2 The Wall Street Journal has run numerous OpEds by Lomborg. Google: site:http://www.wsj.com/ “bjorn lomborg”
DeSmog’s Bjorn Lomborg entry mentions testimony for James Inhofe (R-OK) in US Senate, and involvements with the Fraser Institute, Competitive Enterprise Institute, Hoover institution, Manhattan Institute, Philanthropy Roundtable, and especially Reason Foundation. Many of these are funded by the Kochs and allies, as per Study Details Dark Money Flowing to Climate Science Denial, on key paper by Robert Brulle. Readers might check the giving profiles of Donors Trust / Capital Fund, Kochs, etc and compare think tank donations versus help for the world’s poor.
Of course, for years CCC was funded by a conservative Danish government, and most recently, Australian Prime Minister Tony Abbott tried to find Lomborg a place at the University of Western Australia,
All of the above might be considered members of group(1).

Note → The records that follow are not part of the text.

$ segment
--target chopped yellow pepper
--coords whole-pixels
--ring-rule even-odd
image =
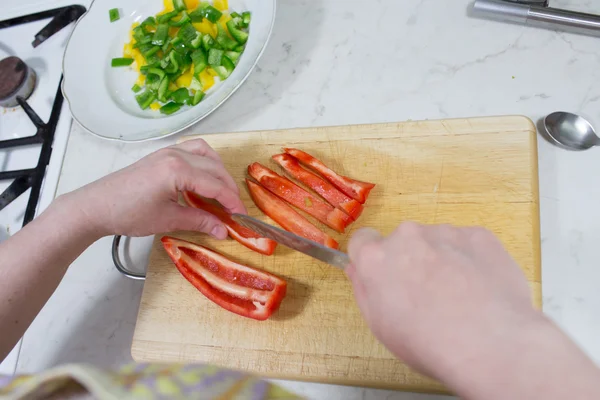
[[[180,88],[188,88],[192,84],[192,78],[194,77],[194,66],[192,65],[183,75],[181,75],[175,81],[175,84]]]
[[[179,88],[177,87],[177,85],[176,85],[176,84],[174,84],[173,82],[169,83],[169,90],[170,90],[171,92],[174,92],[174,91],[176,91],[177,89],[179,89]]]
[[[215,0],[213,1],[213,7],[219,11],[227,11],[229,8],[229,4],[227,3],[227,0]]]
[[[150,104],[150,109],[154,110],[154,111],[160,110],[160,104],[158,104],[157,102],[154,102],[154,103]]]
[[[138,49],[131,50],[131,56],[135,60],[135,69],[139,72],[140,68],[147,64],[146,59]]]
[[[217,71],[215,71],[214,69],[212,69],[211,67],[206,68],[206,71],[208,71],[208,74],[210,76],[217,76],[219,74],[217,74]]]
[[[158,13],[158,15],[166,14],[175,10],[173,6],[173,0],[163,0],[163,4],[165,5],[165,9]]]
[[[215,84],[215,78],[212,77],[211,74],[208,73],[210,68],[206,68],[204,71],[200,72],[200,84],[202,85],[202,90],[207,91]]]
[[[135,84],[138,86],[144,86],[144,83],[146,83],[146,75],[140,74],[140,76],[137,78],[137,81],[135,81]]]
[[[198,32],[209,34],[213,39],[217,37],[217,26],[207,19],[202,22],[194,22],[192,25]]]
[[[185,0],[185,5],[189,11],[194,11],[198,8],[198,4],[200,4],[198,0]]]
[[[125,43],[123,46],[123,57],[131,58],[133,51],[133,45],[131,43]]]

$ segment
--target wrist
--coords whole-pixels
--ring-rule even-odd
[[[88,208],[89,204],[81,198],[79,191],[74,191],[58,196],[44,214],[60,221],[60,225],[73,235],[91,244],[108,233],[97,214]]]
[[[489,340],[478,343],[476,353],[463,360],[468,362],[462,368],[446,371],[440,379],[467,399],[562,399],[569,393],[600,394],[595,384],[600,378],[596,366],[541,312],[533,311],[526,321],[510,328],[509,335],[488,335]],[[569,376],[569,384],[565,376]]]

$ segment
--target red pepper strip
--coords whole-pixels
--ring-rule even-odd
[[[337,249],[338,243],[310,223],[309,220],[298,214],[294,209],[288,206],[283,200],[260,186],[258,183],[246,179],[250,197],[254,203],[271,219],[277,222],[285,230],[307,239],[321,243],[324,246]]]
[[[346,226],[352,223],[352,218],[348,214],[259,163],[248,166],[248,174],[274,195],[340,233],[344,233]]]
[[[209,203],[192,192],[184,192],[183,198],[189,206],[199,208],[219,218],[221,222],[225,224],[225,228],[227,228],[229,236],[250,250],[254,250],[266,256],[270,256],[275,251],[277,242],[271,239],[260,237],[258,233],[254,232],[253,230],[241,226],[235,222],[231,218],[231,215],[222,207]]]
[[[358,200],[361,204],[365,204],[365,201],[367,201],[367,197],[369,196],[369,192],[375,187],[375,184],[373,183],[361,182],[336,174],[321,161],[314,158],[310,154],[303,152],[302,150],[283,150],[292,157],[296,157],[302,164],[311,167],[319,174],[323,175],[323,178],[331,182],[333,186],[337,187],[353,199]]]
[[[305,170],[300,166],[298,160],[289,154],[274,155],[273,160],[292,177],[314,190],[317,194],[327,200],[331,205],[339,208],[348,214],[352,219],[357,220],[363,212],[363,205],[358,201],[346,196],[340,192],[335,186],[320,176]]]
[[[235,263],[185,240],[165,236],[161,241],[185,279],[226,310],[264,321],[285,297],[287,283],[275,275]]]

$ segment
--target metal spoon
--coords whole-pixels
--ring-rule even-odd
[[[556,143],[572,150],[600,146],[600,138],[592,125],[579,115],[554,112],[544,119],[544,128]]]

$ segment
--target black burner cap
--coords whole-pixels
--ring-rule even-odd
[[[0,60],[0,99],[15,93],[27,76],[27,65],[19,57]]]

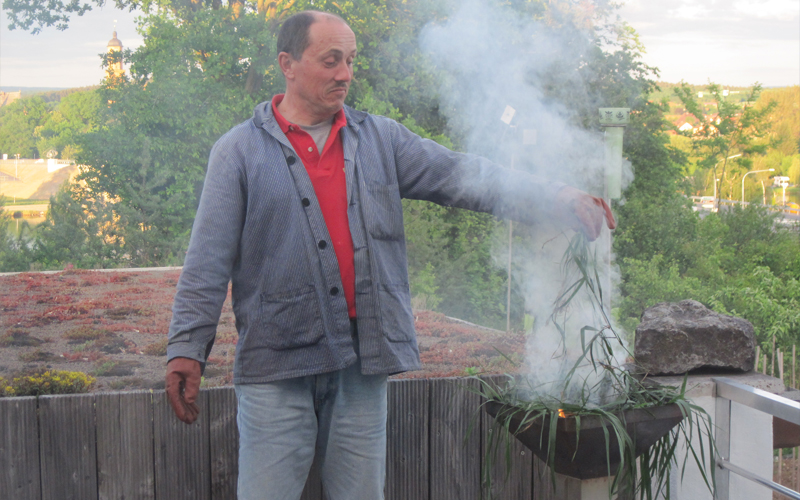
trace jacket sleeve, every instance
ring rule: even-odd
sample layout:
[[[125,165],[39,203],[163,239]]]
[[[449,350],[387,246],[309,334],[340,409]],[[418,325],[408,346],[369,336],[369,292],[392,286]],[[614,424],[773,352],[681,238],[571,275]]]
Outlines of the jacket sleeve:
[[[477,155],[456,153],[396,122],[392,145],[404,198],[527,223],[556,215],[555,195],[563,183],[510,170]]]
[[[172,305],[167,359],[186,357],[204,366],[214,344],[247,203],[243,155],[230,136],[223,136],[211,150]]]

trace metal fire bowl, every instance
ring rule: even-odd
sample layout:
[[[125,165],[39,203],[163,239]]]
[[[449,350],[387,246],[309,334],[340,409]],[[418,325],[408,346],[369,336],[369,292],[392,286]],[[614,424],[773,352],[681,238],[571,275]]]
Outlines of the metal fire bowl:
[[[496,417],[501,411],[512,411],[513,407],[507,407],[495,401],[488,401],[484,408],[486,413]],[[524,412],[521,412],[522,415],[519,413],[515,411],[515,414],[512,415],[509,429],[522,444],[546,463],[550,419],[539,418],[527,423],[527,427],[520,428]],[[619,416],[619,414],[617,415]],[[667,434],[670,429],[678,425],[683,420],[683,415],[678,405],[671,404],[628,410],[622,413],[621,420],[625,423],[628,435],[634,441],[636,456],[638,457]],[[599,417],[582,416],[580,439],[576,439],[578,433],[575,418],[559,418],[556,424],[555,471],[578,479],[608,476],[609,464],[606,462],[606,436],[603,427],[603,422]],[[620,456],[619,445],[613,429],[608,429],[608,440],[610,472],[611,475],[616,475],[619,469]]]

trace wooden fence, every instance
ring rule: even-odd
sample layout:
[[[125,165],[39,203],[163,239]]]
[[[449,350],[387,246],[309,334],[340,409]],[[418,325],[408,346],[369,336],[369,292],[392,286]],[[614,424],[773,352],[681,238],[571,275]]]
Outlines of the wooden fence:
[[[389,382],[387,500],[478,500],[490,417],[471,379]],[[474,386],[473,386],[474,387]],[[178,421],[163,391],[0,398],[0,497],[13,500],[236,498],[236,397],[203,390]],[[468,429],[472,432],[468,433]],[[513,441],[493,498],[552,498],[541,463]],[[569,485],[566,485],[567,487]],[[321,500],[316,467],[302,500]]]

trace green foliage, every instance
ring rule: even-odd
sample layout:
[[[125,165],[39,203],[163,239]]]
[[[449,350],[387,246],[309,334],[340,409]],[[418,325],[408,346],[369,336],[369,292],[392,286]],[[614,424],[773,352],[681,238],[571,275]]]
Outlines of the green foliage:
[[[741,199],[741,188],[738,193],[735,188],[741,185],[745,173],[753,170],[753,160],[775,145],[768,135],[771,125],[768,118],[777,103],[771,101],[756,106],[761,90],[761,85],[756,83],[742,102],[737,102],[726,98],[719,85],[709,84],[708,92],[714,96],[716,112],[706,113],[688,85],[675,89],[686,111],[700,124],[699,131],[692,136],[692,148],[698,157],[697,168],[701,175],[711,174],[711,182],[720,179],[718,199],[726,196],[727,199]]]
[[[148,356],[166,356],[167,355],[167,342],[168,339],[164,337],[161,340],[156,340],[144,346],[142,351]]]
[[[647,213],[641,211],[642,220]],[[615,245],[623,256],[618,307],[623,324],[635,327],[644,310],[658,302],[694,299],[753,323],[764,346],[773,335],[780,347],[791,349],[798,343],[797,233],[775,224],[773,215],[756,207],[735,207],[702,220],[688,208],[673,207],[671,213],[687,224],[685,233],[679,227],[670,231],[668,225],[663,234],[642,231],[628,222],[621,229],[623,237]],[[659,221],[666,224],[654,222]]]
[[[42,153],[55,150],[61,158],[74,159],[80,153],[83,134],[94,131],[103,102],[97,91],[74,92],[63,97],[42,120],[36,148]]]
[[[110,335],[108,330],[100,330],[90,326],[79,326],[64,334],[64,338],[74,341],[97,340]]]
[[[122,238],[112,203],[92,197],[79,184],[65,184],[52,197],[37,228],[33,253],[45,269],[67,264],[84,269],[116,267],[123,261]]]
[[[5,380],[0,377],[0,396],[44,396],[89,392],[95,378],[82,372],[46,370]]]
[[[41,97],[18,99],[0,108],[0,153],[9,158],[37,158],[39,126],[47,115],[47,104]]]
[[[0,197],[0,206],[4,202],[5,198]],[[27,271],[33,259],[25,239],[28,223],[23,222],[16,235],[12,229],[15,226],[12,213],[0,210],[0,272]]]
[[[404,200],[403,207],[409,273],[430,282],[425,286],[435,290],[437,310],[504,327],[505,272],[492,257],[493,234],[502,224],[487,214],[427,202]]]

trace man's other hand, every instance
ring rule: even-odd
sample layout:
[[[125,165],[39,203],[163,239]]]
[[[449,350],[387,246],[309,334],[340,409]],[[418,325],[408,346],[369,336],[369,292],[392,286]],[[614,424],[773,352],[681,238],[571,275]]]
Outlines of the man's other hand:
[[[200,392],[200,363],[189,358],[172,358],[167,363],[167,397],[175,415],[187,424],[197,420]]]
[[[617,227],[611,207],[604,199],[584,193],[580,189],[566,186],[556,195],[558,210],[564,213],[564,220],[570,229],[582,231],[594,241],[603,229],[603,219],[609,229]]]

3 Readers might compare grant profiles of group(1) versus group (2): the Hewlett Foundation, the David and Lucille Packard Foundation, Bloomberg Philanthropies, or Bill and Melinda Gates Foundation, and many others. Some show pictures of poor people, but they actually spend money to help them. Anyone who thinks such foundations act naively on cost/performance evaluation simply knows little about them.
4 Lomborg explicitly urges more use of coal. The others are implicit. Sugar is never mentioned and tobacco is mentioned only once, curious since his 2001 book The Skeptical Environmentalist (p.228) recognized tobacco as a major cause of deaths. Perhaps that was best forgotten, since most of the think tanks mentioned earlier have long taken tobacco money, as per Fakery 2, pp.39-40.
5 Following are the WHO charts for Top 10 leading causes of death by country income group (2012)
6 The major exception is China Tobacco.